QUESTIONARIO IV

31)Quem desenvolveu a teoria da tipicidade conglobante e em que consiste essa teoria?

De acordo com a teoria acima aludida, o fato típico pressupõe que a conduta esteja proibida pelo ordenamento jurídico como um todo, globalmente considerado. Assim, quando algum ramo do direito, civil, trabalhista, administrativo, processual ou qualquer outro, permitir o comportamento, o fato será considerado atípico. O direito é um só e deve ser considerado como um todo, um bloco monolítico, não importando sua esfera (a ordem é conglobante). Seria contraditório autorizar a prática de uma conduta por considerá-la lícita e, ao mesmo tempo, descrevê-la em um tipo como crime.
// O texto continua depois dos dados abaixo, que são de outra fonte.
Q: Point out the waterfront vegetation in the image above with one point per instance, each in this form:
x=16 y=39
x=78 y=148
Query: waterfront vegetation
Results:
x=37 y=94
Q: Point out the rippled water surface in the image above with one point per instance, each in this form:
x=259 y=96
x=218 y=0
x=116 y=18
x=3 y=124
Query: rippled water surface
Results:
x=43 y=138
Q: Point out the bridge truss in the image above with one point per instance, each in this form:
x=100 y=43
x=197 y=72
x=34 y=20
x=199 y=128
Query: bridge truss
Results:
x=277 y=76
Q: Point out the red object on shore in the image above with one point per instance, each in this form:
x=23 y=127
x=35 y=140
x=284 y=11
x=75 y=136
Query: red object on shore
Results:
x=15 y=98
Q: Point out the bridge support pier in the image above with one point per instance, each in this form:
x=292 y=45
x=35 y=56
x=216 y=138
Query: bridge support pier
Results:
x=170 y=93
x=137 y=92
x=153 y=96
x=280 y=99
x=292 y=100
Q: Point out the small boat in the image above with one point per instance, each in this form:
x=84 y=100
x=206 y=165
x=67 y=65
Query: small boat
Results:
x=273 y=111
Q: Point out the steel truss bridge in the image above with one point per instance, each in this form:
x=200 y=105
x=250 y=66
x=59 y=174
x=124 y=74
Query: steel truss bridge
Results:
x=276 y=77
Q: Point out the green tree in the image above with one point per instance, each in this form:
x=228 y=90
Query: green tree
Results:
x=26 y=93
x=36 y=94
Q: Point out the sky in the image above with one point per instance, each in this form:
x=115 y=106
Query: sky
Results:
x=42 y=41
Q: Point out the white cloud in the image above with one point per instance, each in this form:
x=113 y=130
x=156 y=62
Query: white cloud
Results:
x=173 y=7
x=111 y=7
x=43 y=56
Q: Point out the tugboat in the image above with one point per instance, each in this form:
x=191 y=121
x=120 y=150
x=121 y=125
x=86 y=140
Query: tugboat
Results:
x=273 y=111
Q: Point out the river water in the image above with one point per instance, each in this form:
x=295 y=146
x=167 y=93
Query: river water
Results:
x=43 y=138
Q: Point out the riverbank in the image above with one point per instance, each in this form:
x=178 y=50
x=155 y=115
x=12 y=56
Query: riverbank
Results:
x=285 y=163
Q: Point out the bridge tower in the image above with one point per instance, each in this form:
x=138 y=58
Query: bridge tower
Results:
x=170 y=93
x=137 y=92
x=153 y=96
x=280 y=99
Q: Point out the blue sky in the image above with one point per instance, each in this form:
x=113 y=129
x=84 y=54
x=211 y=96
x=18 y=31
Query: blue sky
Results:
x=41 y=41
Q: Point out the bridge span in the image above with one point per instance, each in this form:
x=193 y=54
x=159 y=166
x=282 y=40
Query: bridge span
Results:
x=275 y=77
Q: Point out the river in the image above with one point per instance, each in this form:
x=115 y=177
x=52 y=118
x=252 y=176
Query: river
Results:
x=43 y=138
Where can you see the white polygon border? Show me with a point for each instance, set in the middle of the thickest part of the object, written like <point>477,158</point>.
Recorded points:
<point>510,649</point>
Ora, como, por exemplo, o direito civil pode consentir e o direito penal definir como crime uma mesma ação, se o ordenamento jurídico é um só. O direito não pode dizer: “pratique boxe, mas os socos que você der estão definidos como crime”. Se o fato é permitido expressamente, não pode ser típico. Com isso, o exercício regular do direito deixa de ser causa de exclusão da ilicitude para transformar-se em excludente de tipicidade, pois, se o fato é um direito, não pode estar descrito como infração penal. Se eu tenho o direito de cortar os galhos da árvore do vizinho que invadem meu quintal, de usar o desforço imediato para a defesa da propriedade, se o médico tem o direito de cortar o paciente para fazer a operação, como tais condutas podem estar ao mesmo tempo definidas como crime?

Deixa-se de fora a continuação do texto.